= Shrillness =

Annoying, high-pitched, strident, raucous, screeching or harsh sound

Shrillness is a word used to describe the quality of sounds that have a high-pitched, strident, raucous, screeching or harsh character, such as those produced by a trumpet or piccolo, but it can also be used to describe a widely recognised and puzzling phenomenon whereby certain sounds are perceived as psychologically painful or aversive to a degree that cannot be accounted for simply in terms of frequency content or loudness. Such sounds include the sound of fingernails scraping a chalkboard, the sound of chalk on a blackboard, the sound of glass being scratched, and possibly the sound of a baby crying. There have been attempts to explain the phenomenon, often in terms of frequency content, or evolutionary advantage, but so far no complete explanation or mechanism has been found.

==Research==
A 2011 study by musicologists Michael Oehler and Christoph Reuter has led its authors to hypothesize that the unpleasantness of the sound is caused by acoustic resonance, as the shape of the human ear canal amplifies certain frequencies, especially those in the range of 2000 to 4000 Hz (the median pitches), at such a level that the sound triggers pain in our ears.
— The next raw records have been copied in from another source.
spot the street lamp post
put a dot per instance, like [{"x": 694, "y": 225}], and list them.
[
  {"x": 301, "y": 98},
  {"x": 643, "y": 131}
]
Research on 13 experimental subjects at Newcastle University, reported in the Journal of Neuroscience, has shown that certain sounds produced a strong activation of the amygdala, a region of the brain involved in fear and emotion. The sound of a knife on a glass bottle was rated the most unpleasant, followed by a fork on a glass, then chalk on a blackboard, a ruler on a bottle, and fingernails on a blackboard, respectively.

A student project carried out on the internet at the University of Salford and reported on BBC Radio 4 asked people to rate a range of recorded sounds, although the rating was in terms of "disgustingness" and included sounds like vomiting, which cannot be considered shrill.